We are also pleased with our Emerging Markets segment, which delivered double digit organic growth. We continue to see strong performance in Poland against a tough market environment and exceptional growth from our Russian/CIS operations as we gained critical mass in this market. We remain excited about our new operations in South East Asia/South Africa, where our business demonstrated outstanding growth.

The Canadian and Australian segment delivered slower organic growth this quarter due to the genericization of Cesamet® that occurred in March 2012 and wholesaler buying patterns in Australia.

Finally, the U.S. Neurology and Other portfolio continued to decline. Wellbutrin XL®, Diastat®, Ultram® ER and Cardizem® CD all declined as expected, with generic competitors for certain strengths for the latter two products being introduced in September 2011 and November 2011, respectively. Excluding these products, the remaining U.S. Neurology and Other segment increased 3%, as compared to the second quarter of 2011.

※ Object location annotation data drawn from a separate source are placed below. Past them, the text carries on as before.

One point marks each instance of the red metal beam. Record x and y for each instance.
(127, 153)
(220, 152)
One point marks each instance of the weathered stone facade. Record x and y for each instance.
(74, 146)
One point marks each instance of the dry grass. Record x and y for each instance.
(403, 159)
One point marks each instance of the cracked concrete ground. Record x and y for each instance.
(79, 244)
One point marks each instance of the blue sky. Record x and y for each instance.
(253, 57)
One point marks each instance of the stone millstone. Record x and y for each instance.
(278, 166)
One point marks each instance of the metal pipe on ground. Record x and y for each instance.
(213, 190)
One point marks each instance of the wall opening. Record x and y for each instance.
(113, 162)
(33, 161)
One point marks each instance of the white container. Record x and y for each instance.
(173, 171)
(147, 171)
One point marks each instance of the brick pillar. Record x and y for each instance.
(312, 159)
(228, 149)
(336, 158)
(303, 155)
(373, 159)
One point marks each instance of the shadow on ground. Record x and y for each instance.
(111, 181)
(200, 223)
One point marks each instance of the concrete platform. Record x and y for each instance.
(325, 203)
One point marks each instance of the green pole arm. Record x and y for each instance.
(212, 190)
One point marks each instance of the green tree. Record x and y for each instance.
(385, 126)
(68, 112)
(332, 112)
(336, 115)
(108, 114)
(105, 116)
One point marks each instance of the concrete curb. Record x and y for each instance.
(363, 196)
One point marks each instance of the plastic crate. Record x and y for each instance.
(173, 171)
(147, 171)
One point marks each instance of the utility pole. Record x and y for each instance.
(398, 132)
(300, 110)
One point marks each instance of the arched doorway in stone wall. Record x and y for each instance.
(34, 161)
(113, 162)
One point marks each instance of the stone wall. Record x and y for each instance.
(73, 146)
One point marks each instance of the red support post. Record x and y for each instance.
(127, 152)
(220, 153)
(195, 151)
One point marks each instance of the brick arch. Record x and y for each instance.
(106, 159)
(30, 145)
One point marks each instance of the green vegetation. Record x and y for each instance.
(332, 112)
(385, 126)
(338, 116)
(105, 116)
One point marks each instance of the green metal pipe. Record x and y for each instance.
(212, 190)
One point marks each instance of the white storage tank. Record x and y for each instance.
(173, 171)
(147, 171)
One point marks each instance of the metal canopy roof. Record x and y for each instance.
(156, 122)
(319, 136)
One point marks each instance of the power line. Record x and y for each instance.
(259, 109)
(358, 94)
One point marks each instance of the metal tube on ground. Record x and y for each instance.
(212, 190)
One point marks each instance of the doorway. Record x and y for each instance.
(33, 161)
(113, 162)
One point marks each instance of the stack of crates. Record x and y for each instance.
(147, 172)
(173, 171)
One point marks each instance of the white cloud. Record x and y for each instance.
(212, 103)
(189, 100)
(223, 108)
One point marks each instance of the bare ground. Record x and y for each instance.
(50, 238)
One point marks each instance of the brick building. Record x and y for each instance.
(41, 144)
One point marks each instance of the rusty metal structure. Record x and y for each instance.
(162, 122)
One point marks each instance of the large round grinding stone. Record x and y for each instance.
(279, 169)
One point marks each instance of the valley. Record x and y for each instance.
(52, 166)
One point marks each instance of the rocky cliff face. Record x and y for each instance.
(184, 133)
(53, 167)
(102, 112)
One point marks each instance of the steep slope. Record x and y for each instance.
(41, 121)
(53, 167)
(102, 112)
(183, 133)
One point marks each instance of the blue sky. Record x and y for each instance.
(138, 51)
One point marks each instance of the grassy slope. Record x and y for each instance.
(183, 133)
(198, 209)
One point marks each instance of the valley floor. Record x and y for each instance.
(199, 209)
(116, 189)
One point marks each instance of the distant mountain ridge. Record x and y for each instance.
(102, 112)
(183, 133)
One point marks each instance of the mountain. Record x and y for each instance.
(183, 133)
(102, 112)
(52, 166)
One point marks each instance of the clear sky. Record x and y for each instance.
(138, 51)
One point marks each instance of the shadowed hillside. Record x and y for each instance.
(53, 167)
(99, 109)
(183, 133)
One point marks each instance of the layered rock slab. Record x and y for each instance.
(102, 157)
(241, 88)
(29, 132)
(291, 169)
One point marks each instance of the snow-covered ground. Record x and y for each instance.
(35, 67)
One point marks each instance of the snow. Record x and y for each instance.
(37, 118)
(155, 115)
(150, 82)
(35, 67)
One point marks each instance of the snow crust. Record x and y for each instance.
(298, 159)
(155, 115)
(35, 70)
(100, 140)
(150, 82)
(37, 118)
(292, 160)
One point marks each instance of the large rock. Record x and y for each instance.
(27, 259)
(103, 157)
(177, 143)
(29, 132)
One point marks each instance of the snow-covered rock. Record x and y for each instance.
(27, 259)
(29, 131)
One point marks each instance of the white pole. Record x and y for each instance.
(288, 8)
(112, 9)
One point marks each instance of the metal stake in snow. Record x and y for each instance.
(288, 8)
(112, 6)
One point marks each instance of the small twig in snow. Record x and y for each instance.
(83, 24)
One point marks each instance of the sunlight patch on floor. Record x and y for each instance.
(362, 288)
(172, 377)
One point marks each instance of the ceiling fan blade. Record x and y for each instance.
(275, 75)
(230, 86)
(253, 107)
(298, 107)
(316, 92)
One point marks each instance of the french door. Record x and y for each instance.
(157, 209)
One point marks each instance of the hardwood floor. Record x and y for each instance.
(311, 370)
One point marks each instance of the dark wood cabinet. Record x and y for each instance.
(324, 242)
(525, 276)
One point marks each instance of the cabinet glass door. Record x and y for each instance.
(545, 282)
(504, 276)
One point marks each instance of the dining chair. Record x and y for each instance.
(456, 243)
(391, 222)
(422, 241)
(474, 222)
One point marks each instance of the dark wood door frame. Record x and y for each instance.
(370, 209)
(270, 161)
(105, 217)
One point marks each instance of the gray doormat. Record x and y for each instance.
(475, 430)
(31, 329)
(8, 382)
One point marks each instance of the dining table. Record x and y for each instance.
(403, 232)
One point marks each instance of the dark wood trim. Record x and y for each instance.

Included in total revenue for the second quarter of 2012 was $45.0 million of alliance and royalty revenue related to the milestone payment for the U.S. launch of ezogabine (Potiga) from GlaxoSmithKline (GSK), while the second quarter of 2011 included $40.0 million of alliance and royalty revenue related to the milestone payment from GSK for the European launch of retigabine (Trobalt).

Financial Performance

The Company reported a net loss of $21.6 million for the second quarter of 2012, or $0.07 per diluted share. On a Cash EPS basis, adjusted income was $314.5 million, or $1.01 per diluted share. Excluding the Potiga milestone, adjusted income was $269.5 million, or $0.87 per diluted share.

GAAP cash flow from operations was $254.6 million in the second quarter of 2012, and adjusted cash flow from operations was $307.5 million in the second quarter of 2012. Both figures include the milestone payment of $45.0 million.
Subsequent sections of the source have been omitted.